Joe and Jill Biden will travel to Hawaii on Monday to see the effect of wildfires that killed more than 100 people on Maui and devastated the town of Lahaina, the White House said on Wednesday.
Announcing the visit, White House press secretary Karine Jean-Pierre said: “In Maui, the president and first lady will be welcomed by state and local leaders to see first-hand the impacts of the wildfires and the devastating loss of life and land that has occurred on the island, as well as discuss the next steps in the recovery effort.
“The president continues to marshal a whole-of-government response to the deadly Maui fires, and he has committed to delivering everything that the people of Hawaii need from the federal government as they recover from this disaster.”
Mr Biden has faced criticism for his response to the Maui fires, from Republicans prominently, including Donald Trump. In a video message, the former president and frontrunner for the 2024 Republican nomination criticised Mr Biden, including when he replied “no comment” last weekend when asked about the rising death toll.
“To say ‘no comment’ is oftentimes fine but to be smiling when you say it, especially against such a tragedy as this, is absolutely horrible and unacceptable,” said Mr Trump.
White House officials have defended Mr Biden, noting that he has been in touch consistently with the Federal Emergency Management Agency and Hawaii leaders including the governor, Josh Green.
Mr Biden spoke publicly about the wildfires on Tuesday, after going four days without publicly addressing the disaster.

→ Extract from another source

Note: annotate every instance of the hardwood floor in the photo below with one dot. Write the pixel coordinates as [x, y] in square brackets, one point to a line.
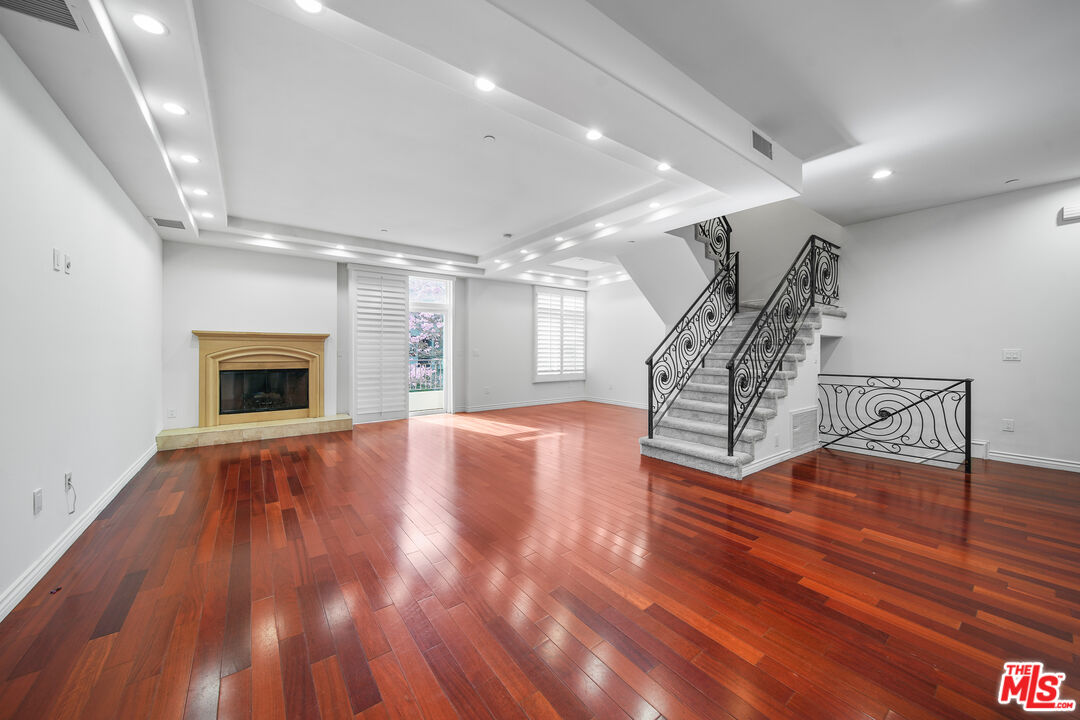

But the president received further criticism for calling Maui the “Big Island”, another name for the island of Hawaii, the largest of the Hawaiian Islands.
“The army helicopters helped fire suppression efforts on the Big Island because there’s still some burning on the Big Island — not the one that, not the one where you see on television all the time,” said Mr Biden.
The president announced his intention to visit Hawaii but said he would wait to avoid getting in the way of disaster-relief efforts.
On Wednesday, Mr Green said the death toll from the devastating fires was expected to rise but not catastrophically. Speaking to ABC News, the he said search-and-rescue efforts were ongoing. Recorded fatalities, he said, were mainly near roads by the ocean.
“The numbers will increase, but they will not increase, we hope, to further catastrophic proportions,” said Mr Green.
At least 106 people have been killed by the Maui fires, Mr Green and other officials said on Tuesday.
Crews with dogs are trying to secure remains, said the governor, ahead of possible storms forecast for the weekend. The wildfires are already the deadliest in the US in more than a century and Mr Green had previously warned that scores more bodies could be found.
“I want the rain, ironically, but that’s why we’re racing right now to do all the recovery that we can, because winds or heavy rain in that disaster setting ... will make it even harder to get the final determination of who we lost,” he said.
On Wednesday, Mr Green said authorities had searched 27 per cent of the area affected by the fires. The governor, a Democrat, also thanked Mr Biden for quickly issuing an emergency declaration that provided state officials with more resources to respond to the raging blazes.
Mr Green told Hawaii News Now that children were among the dead.
“When the bodies are smaller, we know it’s a child,” he said, describing some of the sites being searched as “too much to share or see from just a human perspective”.
Federal officials sent a mobile morgue unit with coroners, pathologists and technicians to Hawaii to help identify the dead, said Jonathan Greene, a deputy assistant secretary at the US department of health and human services. The morgue unit included 22 tons of supplies and equipment such as mortuary examination tables and X-ray units, he added.